Si el debate con Joe Biden supuso la retirada del presidente de la contienda electoral, el que mantuvo con Harris le hizo un roto en la campaña. Trump ha evitado un segundo cara a cara mientras la actual vicepresidenta le desafió con otro debate. «Dímelo a la cara», le retó.

A menos de una semana de las elecciones, el cómico Tom Hinchcliffe se pasó de gracioso al referirse a Puerto Rico como «isla de basura». Trump quedó tocado y el fantasma de la derrota, pese a tener los sondeos ligeramente a su favor, le obligó a tratar de enmendar el exabrupto. ¿Será tarde?

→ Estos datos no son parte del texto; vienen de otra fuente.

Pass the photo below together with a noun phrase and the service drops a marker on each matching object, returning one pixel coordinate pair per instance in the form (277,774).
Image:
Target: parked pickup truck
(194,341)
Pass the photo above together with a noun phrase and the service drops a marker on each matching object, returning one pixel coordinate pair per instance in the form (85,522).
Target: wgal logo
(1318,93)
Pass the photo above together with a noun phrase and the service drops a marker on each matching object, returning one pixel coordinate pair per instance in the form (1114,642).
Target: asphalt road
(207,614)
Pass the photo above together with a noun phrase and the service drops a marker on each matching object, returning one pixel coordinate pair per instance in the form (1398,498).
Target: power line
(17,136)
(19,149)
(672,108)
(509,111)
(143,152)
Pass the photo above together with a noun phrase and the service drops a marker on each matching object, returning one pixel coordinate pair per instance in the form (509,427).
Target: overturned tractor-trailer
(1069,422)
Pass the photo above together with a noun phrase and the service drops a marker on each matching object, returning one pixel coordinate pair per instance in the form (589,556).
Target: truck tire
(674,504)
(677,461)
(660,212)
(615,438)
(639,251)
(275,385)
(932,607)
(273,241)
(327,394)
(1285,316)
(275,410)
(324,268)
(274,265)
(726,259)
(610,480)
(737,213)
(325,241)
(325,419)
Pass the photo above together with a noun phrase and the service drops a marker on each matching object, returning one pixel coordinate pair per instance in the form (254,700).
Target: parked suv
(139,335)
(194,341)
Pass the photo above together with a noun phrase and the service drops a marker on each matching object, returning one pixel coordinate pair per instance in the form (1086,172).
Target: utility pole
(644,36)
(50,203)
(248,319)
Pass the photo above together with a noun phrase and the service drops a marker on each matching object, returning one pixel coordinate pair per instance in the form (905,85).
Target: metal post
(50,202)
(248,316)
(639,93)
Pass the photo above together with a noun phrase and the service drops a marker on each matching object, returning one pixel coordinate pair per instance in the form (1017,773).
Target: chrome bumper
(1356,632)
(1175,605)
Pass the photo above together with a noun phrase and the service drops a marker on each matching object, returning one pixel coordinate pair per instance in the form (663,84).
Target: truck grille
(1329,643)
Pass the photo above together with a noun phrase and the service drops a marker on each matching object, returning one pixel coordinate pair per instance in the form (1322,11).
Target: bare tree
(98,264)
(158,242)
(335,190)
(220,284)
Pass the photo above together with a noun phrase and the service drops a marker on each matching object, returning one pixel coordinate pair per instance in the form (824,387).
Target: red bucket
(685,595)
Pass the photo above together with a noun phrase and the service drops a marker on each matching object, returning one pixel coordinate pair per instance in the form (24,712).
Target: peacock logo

Trump tiene, salvo a la Fox, prácticamente a todos los medios de comunicación en contra, pero no da su brazo a torcer. Desprecia a la prensa, atiza a los inmigrantes irregulares, repite que se comen gatos (en España se daba el cambiazo por la liebre) y juega al doble discurso conyugal sobre el aborto. Él se muestra en contra mientras su mujer declara en la red X, antes Twitter, estar a favor.

Donald Trump es leal a la máxima Never surrender y promete, una vez más, Make America Great Again (MAGA). Su discurso es claro y directo: la guerra en Ucrania tendría los días contados con él como presidente, su apoyo a Israel es incondicional, poner freno a China es una prioridad, el proteccionismo volverá a ser su bandera, bajará los impuestos, la economía crecerá, ampliará «el muro» y deportará a los que lo crucen sin papeles. That´s all.